As part of the Cognizant Softvision QA Community, I have the opportunity to have a wonderful mentor. She is always there for me, any time, answering any questions I have and giving me her honest opinion. She encourages me to give my best and to stand up for my beliefs. She is more than a mentor, she is my coach, my advocate, my friend.
This graphic displays the many elements of a successful mentor-mentee relationship. Each of these aspects grow and strengthen over time. I would like to share my story and show how our relationship grew over time, making me an even better Quality Engineer.
How it started…
During my first days at Cognizant Softvision, after a discussion with the QA Community Manager, Liviu Dorneau about my career path, I decided to learn test automation. I had been a manual tester for almost six years at this point and I wanted to take a look at automation. He sent me some test automation workshops to get an overview of what automation means.
Liviu told me, “Do not worry! Take it slowly! Enjoy the workshops as if you are watching some movies!”
I watched the workshops several times, realized I had a lot to learn, and started to make a plan. But as I didn’t know anything about automation, I sought out a mentor to guide me.
The workshop presenter, Mihaela Cretu, made quite a good impression on me. Her explanations were clear and easy to follow. So, naturally my first thought was to reach out to her. Mihaela was happy to guide me and she instantly accepted.
How it evolved…
It was important for me to set some expectations and I was impressed with the initial tips my new mentor gave me:
- Be true to yourself!
- Ask everything!
Then she gave me my action plan, suggesting I take on the following:
- GIT and a shared repository in GitHub in order to track the changes of the source code of my first implementations
- Maven in order to get familiar with the building process of a Java-based project
- Java foundation for testers, because Java is a widely-used programming language in automation
- UI automation project
I completed GIT and Maven successfully, but I stumbled a lot on Java Foundation for testers. It was hard– data types, classes, objects, methods– it all seemed manageable during the courses, but when it came time to put it into practice on my own I got stuck. I managed to implement basic exercises with calculations and data types, but it was very difficult for me to implement more complex methods. I could not get it right.
I did not know what to do. I had a great mentor who was willing to guide me, but something was missing. Later I would realize the issue was trust. But not the mentor’s trust in me. It was the trust in myself which was missing.
After many discussions with Mihaela and a lot of thinking, we came to the conclusion that we needed to adjust the plan.

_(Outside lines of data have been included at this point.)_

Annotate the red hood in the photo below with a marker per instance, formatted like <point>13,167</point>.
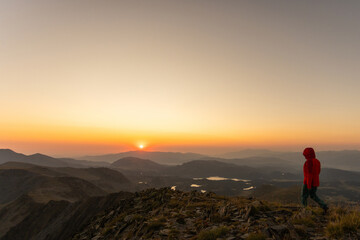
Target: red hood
<point>309,153</point>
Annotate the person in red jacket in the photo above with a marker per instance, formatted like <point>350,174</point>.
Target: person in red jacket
<point>311,170</point>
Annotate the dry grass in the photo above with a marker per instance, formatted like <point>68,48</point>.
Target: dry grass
<point>343,221</point>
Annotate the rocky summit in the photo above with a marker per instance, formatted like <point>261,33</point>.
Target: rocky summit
<point>168,214</point>
<point>171,214</point>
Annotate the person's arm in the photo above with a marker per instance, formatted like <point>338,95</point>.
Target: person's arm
<point>308,175</point>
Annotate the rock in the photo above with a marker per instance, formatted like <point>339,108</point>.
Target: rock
<point>165,232</point>
<point>250,212</point>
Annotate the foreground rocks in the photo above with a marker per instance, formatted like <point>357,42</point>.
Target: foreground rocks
<point>168,214</point>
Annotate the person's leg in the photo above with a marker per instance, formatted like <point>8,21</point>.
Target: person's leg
<point>313,195</point>
<point>304,195</point>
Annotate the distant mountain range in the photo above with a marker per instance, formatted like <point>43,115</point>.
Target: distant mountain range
<point>7,155</point>
<point>345,160</point>
<point>168,158</point>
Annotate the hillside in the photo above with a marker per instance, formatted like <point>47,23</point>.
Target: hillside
<point>168,214</point>
<point>7,155</point>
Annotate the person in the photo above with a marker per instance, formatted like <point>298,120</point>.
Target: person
<point>312,168</point>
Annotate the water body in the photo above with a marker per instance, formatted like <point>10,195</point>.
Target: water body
<point>217,178</point>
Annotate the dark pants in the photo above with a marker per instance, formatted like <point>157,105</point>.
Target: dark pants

I needed to gain faith in myself and so I decided to accept the challenge to be QA for a Community Project.
The new plan consisted of:
- API testing using Postman
- UI manual testing using Testlink
Postman is an easy-to-use tool for API testing. I was able to make use of what I learned from the Java course: variables, conditionals, and data types. With clarifications and reviews from my mentor, I succeeded in building an automation regression collection in Postman. I was so happy– I felt like a child taking my first steps on my own.
I continued with end-to-end testing for the UI using TestLink. As it turned out, there are also a lot of challenges regarding how to write tests. Here are some lessons learned:
- Use verbs (go to, click on, insert)
- Do not create unnecessary steps
- Put yourself in the user shoes
The experience in a real project beats any course and training.
I would encourage everyone to participate and get involved in any Community Project. It is fun, productive and you gain knowledge and understanding about web applications. You deal with a lot of people with different roles (PM, DM, PO, and developers, for instance). Personally, as a “newbie,” I saw every interaction with these professionals as a learning experience and essentially they each acted as a mentor.
At one point, I became the mentor. A new colleague came to implement an integration between API and UI and I was more than happy to explain how API works.
What we gained…
I gained a lot of experience. I gained the trust I needed to go further.
I like to think that at some point the mentor-mentee relationship becomes more like a mentor-mentor. We both win, we both gain something. We give and receive. It is truly a reciprocal relationship, as the mentee gives back something to the mentor. And, as with most things in life, the mentor-mentee cycle comes full circle when the mentee becomes a mentor. Perhaps this is the most powerful result, the everlasting cycle of guiding one another.